Saturday, March 4th: Noon to 4:00pm
Here is the link for the recording of the event: https://youtu.be/kZa-siu11eM
Data Blitz: 1 hr. (11 x 5 min. presentations by the following graduate students and postdocs):
Amber Chen (UCSB, Psychology); Alejandro Erut (UT Austin, Center for Applied Cognitive Science); Zoe Finiasz (Duke, Psychology); Ivy Gilbert (Cornell, Psychology); Eliana Hadjiandreou (PSU, Psychology); Markus Kneer (Uni. Of Zurich, Philosophy); Paul C. McKee (Duke, Neuroscience); Xavier Roberts-Gaal (Harvard, Psychology); Andrew Smith (UCLA, Anthropology; Matthew Stanley (Duke, Psychology); Era Wu (Dartmouth, Psychology)
Jessica A.Sommerville (University of Toronto, Psychology) at 1:15 pm (30 min. for talk + 15 min. for Q &A)
Title: Probing the origins of moral sentiments and sensitivity: Fairness as a case study
Abstract: The ability to recognize human actions and actors as good or bad, and to use such information to guide our judgments and behavior is fundamental to navigating our social world. While it is now accepted that moral reasoning and judgment does not await adolescence, as previously argued, contention exists regarding the developmental origins and nature of moral sensitivity and sentiments. In this talk, I present research investigating infants’ burgeoning sensitivity to fairness norms to address these questions, arguing that moral responses capitalize on the coalescence of a variety of processes and mechanisms that ultimately contribute to children’s ability to construe actions and individuals as moral or immoral.
Florian Cova (University of Geneva, Philosophy and Cognitive Science) at 2:00 pm (30 min. for talk + 15 min. for Q & A)
Title: Why Belief in Free Will Is Not an Adaptation
Abstract: In the past 20 years, there has been a growing corpus of empirical research on people's belief about free will. Most of this research has highlighted the personal benefits (greater well-being, efficiency, meaning of life) and social benefits (greater punishment of wrongdoers) of belief in free will. This has led certain researchers to argue that belief in free will might be a biological adaptation. In this talk, I will argue that arguments towards this conclusion mostly work because they take advantage of an ambiguity between compatibilist and incompatibilist conceptions of free will. More precisely, I will argue that (i) if we take "free will" in an incompatibilist sense, then the existing empirical evidence does not support (and even contradict) the conclusion, and that (ii) if we take "free will" in a compatibilist sense, then the conclusion is simply trivially true, and does not bring any new knowledge.
Keynote Address by Tania Lombrozo (Princeton, Psychology): (1 hr. + 30 min.
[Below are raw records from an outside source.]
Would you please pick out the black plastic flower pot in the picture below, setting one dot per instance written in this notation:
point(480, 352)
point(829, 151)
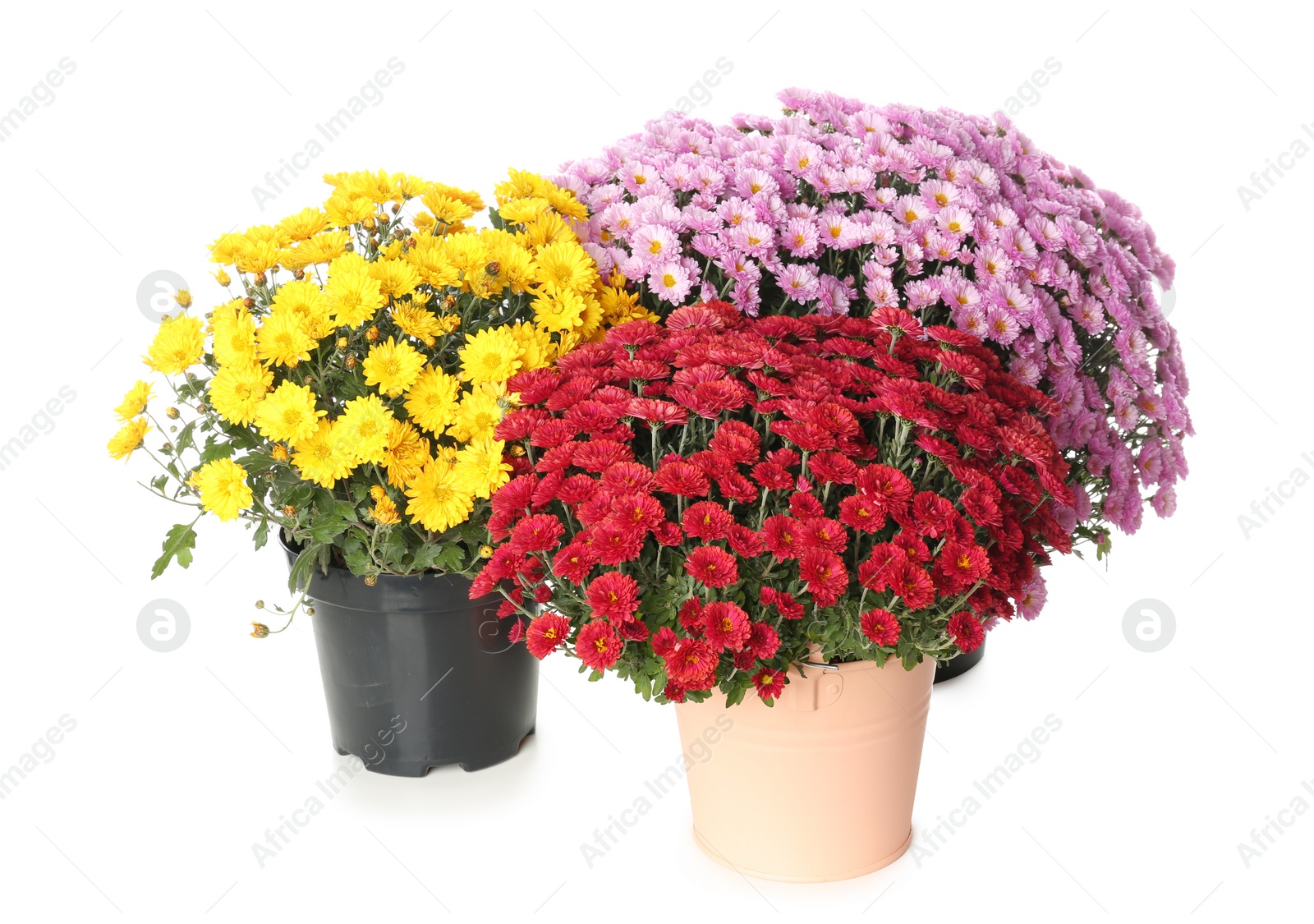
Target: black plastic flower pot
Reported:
point(417, 674)
point(959, 665)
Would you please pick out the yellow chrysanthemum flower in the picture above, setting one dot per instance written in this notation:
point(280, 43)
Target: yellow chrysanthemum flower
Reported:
point(346, 209)
point(392, 367)
point(354, 297)
point(234, 333)
point(288, 414)
point(431, 401)
point(324, 457)
point(447, 210)
point(177, 346)
point(437, 501)
point(306, 301)
point(558, 310)
point(385, 512)
point(429, 258)
point(135, 402)
point(518, 210)
point(549, 228)
point(519, 184)
point(535, 346)
point(322, 247)
point(396, 278)
point(480, 468)
point(490, 355)
point(365, 427)
point(414, 319)
point(223, 486)
point(565, 266)
point(479, 413)
point(256, 256)
point(283, 339)
point(238, 389)
point(306, 223)
point(128, 438)
point(407, 451)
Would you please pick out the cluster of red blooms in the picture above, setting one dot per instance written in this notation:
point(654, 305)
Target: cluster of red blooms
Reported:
point(820, 462)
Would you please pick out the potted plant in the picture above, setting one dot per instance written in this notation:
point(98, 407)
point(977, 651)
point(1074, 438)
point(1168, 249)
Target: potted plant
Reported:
point(841, 208)
point(345, 396)
point(788, 519)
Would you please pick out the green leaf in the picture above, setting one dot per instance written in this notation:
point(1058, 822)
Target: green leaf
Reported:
point(214, 450)
point(177, 545)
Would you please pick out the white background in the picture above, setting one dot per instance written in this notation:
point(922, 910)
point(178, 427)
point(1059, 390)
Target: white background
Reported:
point(181, 761)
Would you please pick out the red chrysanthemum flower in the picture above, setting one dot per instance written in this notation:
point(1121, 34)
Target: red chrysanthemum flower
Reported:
point(639, 510)
point(860, 513)
point(682, 479)
point(746, 543)
point(825, 576)
point(805, 505)
point(628, 479)
point(966, 631)
point(600, 455)
point(783, 536)
point(540, 532)
point(769, 683)
point(880, 627)
point(772, 476)
point(726, 626)
point(613, 595)
point(764, 641)
point(912, 584)
point(807, 437)
point(598, 644)
point(664, 641)
point(889, 488)
point(713, 565)
point(825, 532)
point(617, 542)
point(933, 516)
point(547, 634)
point(691, 664)
point(707, 521)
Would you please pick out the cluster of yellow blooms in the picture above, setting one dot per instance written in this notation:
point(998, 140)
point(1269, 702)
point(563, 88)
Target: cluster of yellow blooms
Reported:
point(384, 352)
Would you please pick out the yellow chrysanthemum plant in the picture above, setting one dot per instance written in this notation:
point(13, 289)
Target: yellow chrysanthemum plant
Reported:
point(348, 388)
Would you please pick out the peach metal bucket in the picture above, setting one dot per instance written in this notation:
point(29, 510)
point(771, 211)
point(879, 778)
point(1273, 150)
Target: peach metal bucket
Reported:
point(838, 753)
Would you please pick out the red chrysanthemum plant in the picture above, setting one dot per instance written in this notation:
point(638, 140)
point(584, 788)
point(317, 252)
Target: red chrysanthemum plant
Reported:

Q & A)
Title: Evidence for Two Varieties of Believing
Abstract: In this talk I will propose and present evidence for a form of doxastic pluralism positing more than one belief-like cognitive attitude. I will focus on the distinction between beliefs based on evidential reasons and beliefs based on moral reasoning, and present preliminary evidence suggesting that these beliefs have distinct profiles related to their functional roles in human cognition.